Questions about adding primary key to an existing table

  • Im working on a table that does not have a primary key when created. Here is the original table:

    Create Table tbProduct(ProductID int, ProductName varchar (50), ProductStatus varchar (50), LastUpdated smalldatetime)
    Insert Into tbProduct (ProductID, ProductName, ProductStatus, LastUpdated)
    Values (1001, 'Toy', 'InStore', '1/1/2017')
     , (1001, 'Toy', 'Sold', '1/2/2017')
     , (1002, 'Book', 'InStore', '1/3/2017')
     , (1002, 'Book', 'Sold', '1/4/2017')
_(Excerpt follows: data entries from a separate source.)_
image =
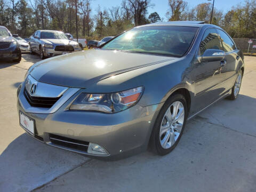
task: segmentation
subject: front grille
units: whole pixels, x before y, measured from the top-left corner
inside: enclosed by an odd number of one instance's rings
[[[54,50],[55,51],[74,51],[74,47],[72,45],[58,45],[56,46]]]
[[[11,43],[0,42],[0,49],[6,49],[9,48]]]
[[[12,55],[10,53],[1,53],[0,57],[11,57]]]
[[[51,108],[61,97],[53,98],[31,97],[26,89],[24,90],[24,95],[31,106],[45,108]]]
[[[68,138],[53,134],[50,134],[50,141],[52,143],[60,146],[87,153],[89,142]]]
    Then I added a primary key field, Primary_key, in Design view. Everything seemed to be working ok until we found one error in Product View, which retrieves the latest records only. The old view was using Max(LastUpdated), and the new view is using Max(Primary_key). In sample table above, the second record for product Book has a smaller number of primary key, Looks like this:

    Primary_key, ProductID, ProductName, ProductStatus, LastUpdated
    62  1002 Book  InStore  1/3/2017
    35  1002 Book  Sold  1/4/2017

    So the new view retrieved the ProductStatus as 'InStore', and it really should be 'Sold'.  Here are my questions:

    1. How did this happened? If we want to modify the Primary Key again, what is the proper proedure(s) to prevent it from happening again?
    2. How can we find out if we have more records with the same type of errors?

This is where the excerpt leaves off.